In folk medicine, leaves are often used with flowers in the form of decoctions and infusions for inflammatory diseases of the gastrointestinal tract and urinary tract, to stimulate appetite and improve food digestion. Sometimes juice from fresh leaves is prescribed for tuberculosis, protracted rhinitis (injected into the nostrils) and as a mild diaphoretic. Fresh leaves are applied to wounds, ulcers and boils, and crushed fresh or dry to abscesses. The gruel from the leaves is used for breasts, against calluses, etc. Crushed dry leaves are smoked for shortness of breath and shortness of breath.

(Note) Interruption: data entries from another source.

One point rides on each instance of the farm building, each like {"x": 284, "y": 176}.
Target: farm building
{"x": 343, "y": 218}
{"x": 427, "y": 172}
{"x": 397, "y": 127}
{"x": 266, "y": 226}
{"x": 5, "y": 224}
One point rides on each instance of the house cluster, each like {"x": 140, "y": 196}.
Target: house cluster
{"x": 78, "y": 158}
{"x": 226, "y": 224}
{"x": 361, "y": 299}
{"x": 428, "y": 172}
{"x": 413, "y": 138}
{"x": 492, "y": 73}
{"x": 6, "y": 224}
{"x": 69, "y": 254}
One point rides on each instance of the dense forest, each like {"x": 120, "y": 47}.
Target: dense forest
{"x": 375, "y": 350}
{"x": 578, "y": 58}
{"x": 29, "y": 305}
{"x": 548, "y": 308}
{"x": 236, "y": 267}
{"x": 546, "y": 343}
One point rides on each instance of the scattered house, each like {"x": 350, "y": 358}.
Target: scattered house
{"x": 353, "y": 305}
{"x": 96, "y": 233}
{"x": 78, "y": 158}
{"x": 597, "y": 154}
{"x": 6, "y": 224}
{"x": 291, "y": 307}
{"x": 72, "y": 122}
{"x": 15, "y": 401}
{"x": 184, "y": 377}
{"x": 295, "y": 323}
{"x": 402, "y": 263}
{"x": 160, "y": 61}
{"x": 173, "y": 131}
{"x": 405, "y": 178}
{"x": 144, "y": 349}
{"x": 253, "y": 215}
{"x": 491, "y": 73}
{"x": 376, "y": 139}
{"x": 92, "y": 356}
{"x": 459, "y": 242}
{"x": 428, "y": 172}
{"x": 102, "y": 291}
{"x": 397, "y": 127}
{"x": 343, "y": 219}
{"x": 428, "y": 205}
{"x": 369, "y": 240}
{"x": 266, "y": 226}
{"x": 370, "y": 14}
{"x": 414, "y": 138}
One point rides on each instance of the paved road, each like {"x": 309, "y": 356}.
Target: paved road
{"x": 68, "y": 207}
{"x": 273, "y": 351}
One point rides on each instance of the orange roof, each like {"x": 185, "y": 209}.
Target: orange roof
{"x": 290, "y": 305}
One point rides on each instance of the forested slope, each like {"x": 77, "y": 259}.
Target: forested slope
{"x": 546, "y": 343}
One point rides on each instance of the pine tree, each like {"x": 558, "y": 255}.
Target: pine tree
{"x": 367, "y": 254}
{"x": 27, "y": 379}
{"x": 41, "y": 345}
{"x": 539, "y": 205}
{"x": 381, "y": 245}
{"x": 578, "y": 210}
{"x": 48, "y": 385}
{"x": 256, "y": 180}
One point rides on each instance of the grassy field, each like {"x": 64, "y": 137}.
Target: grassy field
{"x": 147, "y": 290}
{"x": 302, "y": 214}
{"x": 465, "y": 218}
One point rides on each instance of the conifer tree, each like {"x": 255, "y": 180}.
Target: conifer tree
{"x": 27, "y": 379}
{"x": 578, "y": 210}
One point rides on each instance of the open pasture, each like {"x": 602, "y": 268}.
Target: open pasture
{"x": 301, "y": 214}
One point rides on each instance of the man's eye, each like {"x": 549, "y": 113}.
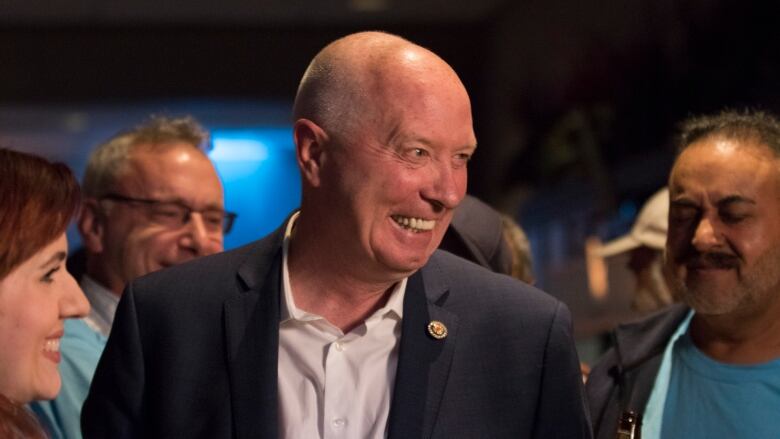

In dentistry, an infusion for rinsing the mouth and an infusion for applications are used. In gynecology, infusion and decoction are used for inflammatory diseases of the vagina accompanied by leucorrhoea, traditionally in the form of douches and microclysters. Pounded fresh leaves, applied to boils, treat inflammation of the skin and veins on the legs. A decoction of coltsfoot leaves and nettles wash their hair to strengthen hair, also against dandruff. The leaves of the coltsfoot are part of the nursing and diaphoretic fees.\r

The products are prepared as follows: crushed raw materials (10 g) are poured into 200 ml of water, heated in a boiling water bath for 15 minutes, cooled for 45 minutes, filtered and the amount of infusion is brought to the original volume with boiled water. Take a tablespoon 4 times a day before meals.\r

Brief recommendations for growing in home gardens

\rThe plant reproduces by seeds and vegetatively by rhizomes. It takes root well in the garden, among fruit plantations. This perennial can grow in one place for a long time, providing valuable raw materials for a home pharmacy and delighting the eye with its beautiful leaves and the first spring bright yellow flowers.\r

The plant is unpretentious to soil fertility, but responds well to annual fertilizing with organic and complex mineral fertilizers at the rate of 20-40 g/m 2 . The coltsfoot is drought tolerant but responds well to watering. Prefers slightly shady places where it quickly takes root and propagates by self-sowing. Coltsfoot blooms before the leaves appear for 2-3 weeks. Flowers are not found at the same time. The seeds ripen quickly and are dispersed by the wind.